Ryabkov pointed out that he made that clear to US special envoy for arms control Marshall Billingslea as the two met in Vienna on Monday for negotiations on prolonging the New START Treaty, which expires in February.
“We quite thoroughly explained to them why counting on China joining [the negotiations] is unrealistic,” Ryabkov said, noting that Moscow will not pressure Beijing the way Washington wants it to as it respects China’s decision.
Bilateral dialogue between Russia and the US is “the optimal and, possibly, the only way forward at this stage” to preserve the landmark deal, which limits the number of nuclear launchers operated by the two countries, the deputy FM said.
However, he acknowledged that his efforts weren’t enough to make the US abandon its idea of including China in the process.
Washington has been insisting on including China in discussions of New START and the INF Treaty it ditched last year.
The Trump administration had invited Beijing’s representatives to Vienna, but China responded that it had “no intention” of getting involved in trilateral talks.

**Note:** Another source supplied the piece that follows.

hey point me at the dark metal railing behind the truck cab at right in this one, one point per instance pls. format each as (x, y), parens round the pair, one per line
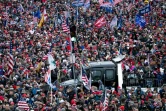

In an apparent attempt to shame Beijing, the American delegation made a staged photo before the beginning of the summit in the Austrian capital, which featured Chinese flags in front of empty seats in the conference room.
Billingslea than posted this image on his Twitter page, saying that “China is a no-show” and accusing it of “hiding behind #GreatWallofSecrecy on its crash nuclear build-up, and so many other things.”
To which prominent Chinese journalist Chen Weihua responded that “China has 300 nukes in contrast to 6,000 by the US and Russia. So unless you agree to come down to 300 or even 500, you’re not making sense.”
Despite the disagreement on China and other issues, Ryabkov described the talks as “positive” and welcomed the US’ willingness to intensify work on the New START Treaty in the coming weeks and months.
The meeting in Vienna saw the dialogue on nuclear non-proliferation between Moscow and Washington resuming after a year-and-a-half-long hiatus, which among other things saw Trump unilaterally withdrawing from the Intermediate-range Nuclear Forces Treaty (INF).
Billingslea also praised the negotiations and said that the US wanted to broaden its main nuclear arms control treaty with Russia to include “all nuclear weapons, not just so-called strategic nuclear weapons.”
The sides have launched “multiple” technical working groups of experts to figure out the details, with Ryabkov and Billingslea expected to meet again some time in late July or early August.